La récente obligation légale de déclaration des biens immobiliers en France, touchant 34 millions de propriétaires, suscite une vive contestation. Initialement fixée au 30 juin, la date limite a été prolongée d'un mois par l'administration fiscale, face à un afflux de demandes de dernière minute.
Tous les propriétaires, qu'ils possèdent des résidences secondaires ou des logements vacants, doivent fournir des informations précises sur leur bien pour la taxe d'habitation. En cas de non-respect de cette obligation, une amende de 150 euros peut être appliquée.

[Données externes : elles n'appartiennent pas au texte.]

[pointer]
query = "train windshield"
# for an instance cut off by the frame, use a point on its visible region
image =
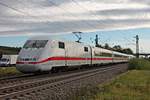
(35, 44)
(4, 59)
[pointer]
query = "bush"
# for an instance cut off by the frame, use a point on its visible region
(139, 64)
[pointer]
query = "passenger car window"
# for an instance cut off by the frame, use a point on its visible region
(35, 44)
(61, 45)
(86, 49)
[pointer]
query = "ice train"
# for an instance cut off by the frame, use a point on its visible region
(40, 54)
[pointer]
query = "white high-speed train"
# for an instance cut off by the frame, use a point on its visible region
(40, 54)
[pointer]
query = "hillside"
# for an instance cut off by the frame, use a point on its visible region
(9, 50)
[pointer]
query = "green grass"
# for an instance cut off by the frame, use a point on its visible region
(7, 71)
(139, 64)
(133, 85)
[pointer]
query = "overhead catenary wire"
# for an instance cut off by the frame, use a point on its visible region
(53, 3)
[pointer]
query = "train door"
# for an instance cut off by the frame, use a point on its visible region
(62, 54)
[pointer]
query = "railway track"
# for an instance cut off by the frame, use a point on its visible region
(32, 88)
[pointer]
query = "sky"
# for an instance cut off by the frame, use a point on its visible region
(115, 21)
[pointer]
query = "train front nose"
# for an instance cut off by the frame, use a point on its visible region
(27, 61)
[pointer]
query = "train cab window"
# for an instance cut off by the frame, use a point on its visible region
(86, 49)
(61, 45)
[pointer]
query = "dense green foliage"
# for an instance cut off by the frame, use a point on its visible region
(139, 64)
(133, 85)
(9, 50)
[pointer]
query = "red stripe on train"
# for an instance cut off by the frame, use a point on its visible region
(63, 58)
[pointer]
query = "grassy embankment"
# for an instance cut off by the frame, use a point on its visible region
(8, 71)
(133, 85)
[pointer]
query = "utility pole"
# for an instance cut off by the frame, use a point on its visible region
(78, 35)
(96, 41)
(137, 46)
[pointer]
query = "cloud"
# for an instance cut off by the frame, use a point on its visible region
(36, 17)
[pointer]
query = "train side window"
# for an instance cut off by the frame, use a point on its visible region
(86, 49)
(61, 45)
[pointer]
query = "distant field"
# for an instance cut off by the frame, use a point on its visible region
(7, 71)
(133, 85)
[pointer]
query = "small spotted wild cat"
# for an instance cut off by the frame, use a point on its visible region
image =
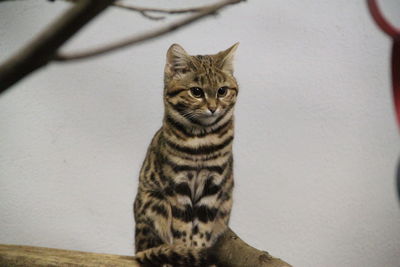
(184, 197)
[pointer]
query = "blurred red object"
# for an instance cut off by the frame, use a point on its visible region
(394, 33)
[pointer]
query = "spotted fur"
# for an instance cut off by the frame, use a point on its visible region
(184, 197)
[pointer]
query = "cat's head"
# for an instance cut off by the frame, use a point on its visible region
(199, 90)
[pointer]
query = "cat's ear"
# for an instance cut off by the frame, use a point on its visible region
(226, 58)
(177, 60)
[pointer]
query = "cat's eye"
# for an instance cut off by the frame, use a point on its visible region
(197, 92)
(222, 91)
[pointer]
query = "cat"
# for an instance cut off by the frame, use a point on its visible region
(184, 197)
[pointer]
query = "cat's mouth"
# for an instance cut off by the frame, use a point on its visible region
(208, 118)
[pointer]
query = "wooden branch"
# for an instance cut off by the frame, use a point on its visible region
(43, 48)
(146, 36)
(11, 255)
(230, 250)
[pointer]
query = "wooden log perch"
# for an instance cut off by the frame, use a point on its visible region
(230, 250)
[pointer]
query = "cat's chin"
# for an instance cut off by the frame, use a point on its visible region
(206, 120)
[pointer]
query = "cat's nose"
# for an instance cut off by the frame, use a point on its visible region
(212, 109)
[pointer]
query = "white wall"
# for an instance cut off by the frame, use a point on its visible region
(316, 141)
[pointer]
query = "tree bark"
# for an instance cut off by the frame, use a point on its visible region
(230, 251)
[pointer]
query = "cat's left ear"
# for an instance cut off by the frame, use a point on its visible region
(226, 58)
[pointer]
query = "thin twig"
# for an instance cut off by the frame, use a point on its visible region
(162, 10)
(145, 36)
(42, 49)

L'importance de cette déclaration : les propriétaires doivent indiquer l'identité de l'occupant, la situation au 1er janvier 2023, et préciser la nature du contrat de location, le cas échéant. Cependant, la moitié d'entre eux n'avait pas encore validé leur déclaration à l'approche de la première échéance, d'où le besoin accru de délai.

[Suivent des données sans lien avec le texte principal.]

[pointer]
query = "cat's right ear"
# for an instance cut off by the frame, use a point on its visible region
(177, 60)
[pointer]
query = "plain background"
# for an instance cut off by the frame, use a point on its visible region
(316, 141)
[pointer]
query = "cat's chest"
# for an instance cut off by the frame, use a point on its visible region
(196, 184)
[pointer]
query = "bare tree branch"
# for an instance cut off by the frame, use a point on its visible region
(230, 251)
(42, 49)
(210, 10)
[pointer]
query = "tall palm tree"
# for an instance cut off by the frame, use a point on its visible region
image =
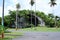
(17, 7)
(31, 3)
(52, 4)
(3, 18)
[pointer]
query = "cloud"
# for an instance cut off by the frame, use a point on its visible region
(41, 5)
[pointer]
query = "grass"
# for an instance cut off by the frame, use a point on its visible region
(9, 36)
(42, 29)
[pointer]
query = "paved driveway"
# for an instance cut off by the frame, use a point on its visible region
(39, 36)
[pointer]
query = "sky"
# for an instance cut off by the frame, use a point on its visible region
(41, 5)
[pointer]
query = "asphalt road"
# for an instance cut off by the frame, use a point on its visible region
(39, 36)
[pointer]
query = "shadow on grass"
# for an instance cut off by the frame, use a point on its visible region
(6, 39)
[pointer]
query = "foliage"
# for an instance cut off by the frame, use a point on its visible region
(48, 19)
(1, 29)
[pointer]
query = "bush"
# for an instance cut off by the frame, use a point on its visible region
(1, 29)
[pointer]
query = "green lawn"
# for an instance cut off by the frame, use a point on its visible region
(9, 36)
(42, 29)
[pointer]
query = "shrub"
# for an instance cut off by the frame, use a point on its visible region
(1, 29)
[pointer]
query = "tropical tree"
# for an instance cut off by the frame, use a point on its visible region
(3, 18)
(31, 3)
(52, 4)
(17, 7)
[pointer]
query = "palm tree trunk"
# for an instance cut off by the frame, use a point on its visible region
(16, 19)
(35, 12)
(3, 19)
(3, 14)
(31, 16)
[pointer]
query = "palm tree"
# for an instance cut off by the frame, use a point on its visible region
(31, 3)
(52, 4)
(3, 18)
(17, 7)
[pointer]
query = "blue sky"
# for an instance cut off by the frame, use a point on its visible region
(41, 5)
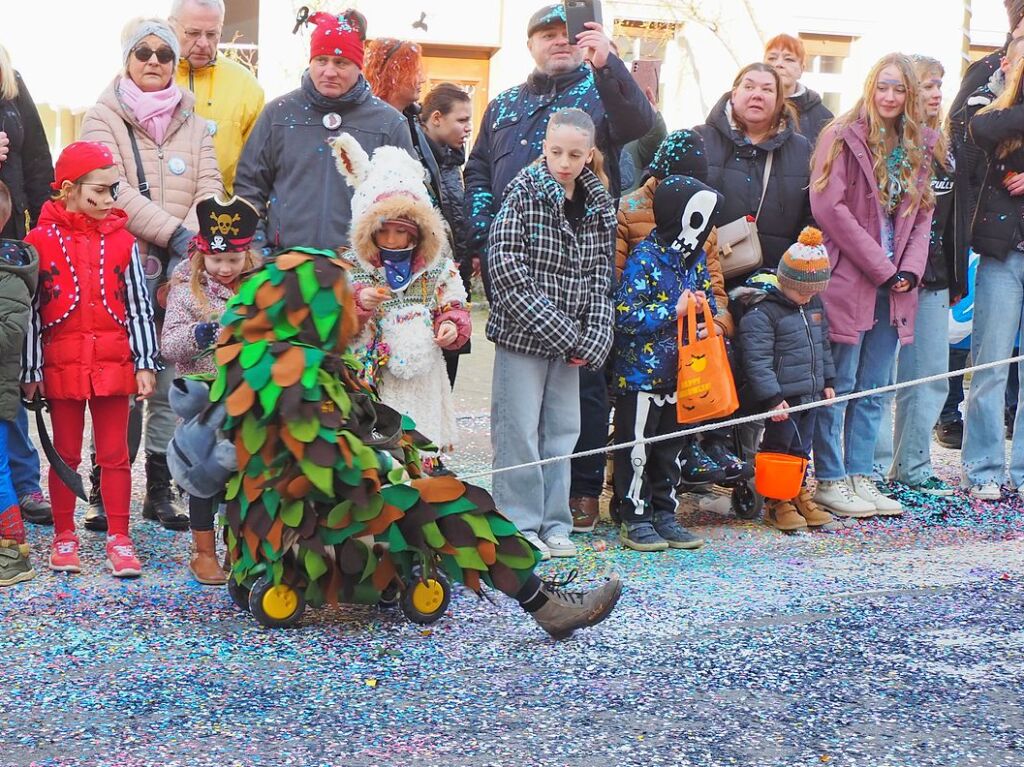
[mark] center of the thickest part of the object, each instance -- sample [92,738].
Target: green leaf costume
[329,494]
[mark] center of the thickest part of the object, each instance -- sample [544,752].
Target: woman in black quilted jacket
[745,126]
[446,118]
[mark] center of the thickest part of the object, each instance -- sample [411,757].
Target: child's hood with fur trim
[389,185]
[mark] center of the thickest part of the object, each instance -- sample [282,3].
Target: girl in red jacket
[91,339]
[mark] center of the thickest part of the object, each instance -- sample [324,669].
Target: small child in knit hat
[786,360]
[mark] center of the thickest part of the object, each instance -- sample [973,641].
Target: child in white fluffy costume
[409,295]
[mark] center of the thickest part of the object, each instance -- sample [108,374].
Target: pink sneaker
[64,553]
[121,557]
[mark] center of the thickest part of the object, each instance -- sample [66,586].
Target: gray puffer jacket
[784,348]
[289,173]
[18,271]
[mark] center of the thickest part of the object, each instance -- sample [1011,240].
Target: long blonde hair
[8,83]
[923,67]
[909,137]
[1010,96]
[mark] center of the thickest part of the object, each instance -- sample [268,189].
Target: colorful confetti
[887,642]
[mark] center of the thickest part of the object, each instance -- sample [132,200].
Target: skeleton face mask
[685,212]
[696,222]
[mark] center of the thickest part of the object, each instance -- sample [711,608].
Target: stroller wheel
[425,600]
[239,593]
[389,597]
[275,606]
[745,502]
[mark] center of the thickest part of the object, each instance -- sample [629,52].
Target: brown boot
[782,515]
[204,564]
[810,511]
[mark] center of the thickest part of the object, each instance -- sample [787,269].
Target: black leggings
[201,512]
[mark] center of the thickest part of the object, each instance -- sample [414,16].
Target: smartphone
[578,12]
[646,74]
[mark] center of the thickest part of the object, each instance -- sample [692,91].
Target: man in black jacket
[511,135]
[979,72]
[969,175]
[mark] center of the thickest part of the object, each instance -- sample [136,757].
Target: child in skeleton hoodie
[409,296]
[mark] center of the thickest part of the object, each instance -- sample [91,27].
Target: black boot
[95,515]
[160,503]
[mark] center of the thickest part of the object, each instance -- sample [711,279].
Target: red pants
[110,426]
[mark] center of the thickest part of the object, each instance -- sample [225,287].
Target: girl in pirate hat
[201,287]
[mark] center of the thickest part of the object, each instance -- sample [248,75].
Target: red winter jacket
[92,328]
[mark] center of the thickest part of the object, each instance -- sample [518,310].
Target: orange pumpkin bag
[705,386]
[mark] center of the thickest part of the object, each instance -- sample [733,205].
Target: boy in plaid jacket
[550,268]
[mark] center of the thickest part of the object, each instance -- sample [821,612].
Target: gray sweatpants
[535,414]
[160,420]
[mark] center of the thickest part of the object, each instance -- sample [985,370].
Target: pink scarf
[153,110]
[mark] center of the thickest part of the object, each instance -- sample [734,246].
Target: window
[241,37]
[641,40]
[825,53]
[980,51]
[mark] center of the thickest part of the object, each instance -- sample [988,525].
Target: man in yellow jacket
[227,95]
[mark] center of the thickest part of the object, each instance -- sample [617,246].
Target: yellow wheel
[275,606]
[426,599]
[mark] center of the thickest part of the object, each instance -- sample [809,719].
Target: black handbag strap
[142,184]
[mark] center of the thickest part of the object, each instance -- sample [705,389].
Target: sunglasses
[143,53]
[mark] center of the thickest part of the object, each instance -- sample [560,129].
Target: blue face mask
[397,266]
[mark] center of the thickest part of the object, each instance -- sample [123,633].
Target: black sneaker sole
[96,523]
[42,521]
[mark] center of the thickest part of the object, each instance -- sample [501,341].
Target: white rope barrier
[744,419]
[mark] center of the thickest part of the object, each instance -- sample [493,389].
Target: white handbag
[738,246]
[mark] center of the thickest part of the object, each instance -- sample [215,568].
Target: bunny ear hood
[390,185]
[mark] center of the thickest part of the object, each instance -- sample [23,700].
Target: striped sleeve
[32,350]
[141,329]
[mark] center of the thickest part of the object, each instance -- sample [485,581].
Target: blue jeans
[535,414]
[845,433]
[7,496]
[918,409]
[22,455]
[997,318]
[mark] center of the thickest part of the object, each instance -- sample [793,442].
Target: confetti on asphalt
[887,642]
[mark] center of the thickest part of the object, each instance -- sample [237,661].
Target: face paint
[397,266]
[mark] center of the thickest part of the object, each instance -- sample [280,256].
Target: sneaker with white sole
[985,492]
[836,496]
[865,489]
[538,544]
[560,546]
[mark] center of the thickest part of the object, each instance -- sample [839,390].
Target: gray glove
[178,245]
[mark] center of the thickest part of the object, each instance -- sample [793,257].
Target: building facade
[699,44]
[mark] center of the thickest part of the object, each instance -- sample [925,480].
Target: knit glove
[206,334]
[178,245]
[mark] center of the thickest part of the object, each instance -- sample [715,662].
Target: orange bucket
[777,475]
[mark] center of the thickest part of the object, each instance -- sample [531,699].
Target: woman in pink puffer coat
[143,114]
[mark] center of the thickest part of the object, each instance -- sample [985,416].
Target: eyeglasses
[143,53]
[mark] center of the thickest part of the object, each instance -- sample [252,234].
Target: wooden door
[468,68]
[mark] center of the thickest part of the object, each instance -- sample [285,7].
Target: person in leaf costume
[330,495]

Des démarches uniquement en ligne
C'est la première fois que l'administration fiscale impose une déclaration entièrement dématérialisée. Cette exigence a créé des complications, notamment pour les personnes moins familières avec le numérique. Il n'existe pas de formulaire papier et plusieurs solutions alternatives ont été proposées :
- Appeler un conseiller fiscal, une option qui présente des limites en termes de vérification des documents.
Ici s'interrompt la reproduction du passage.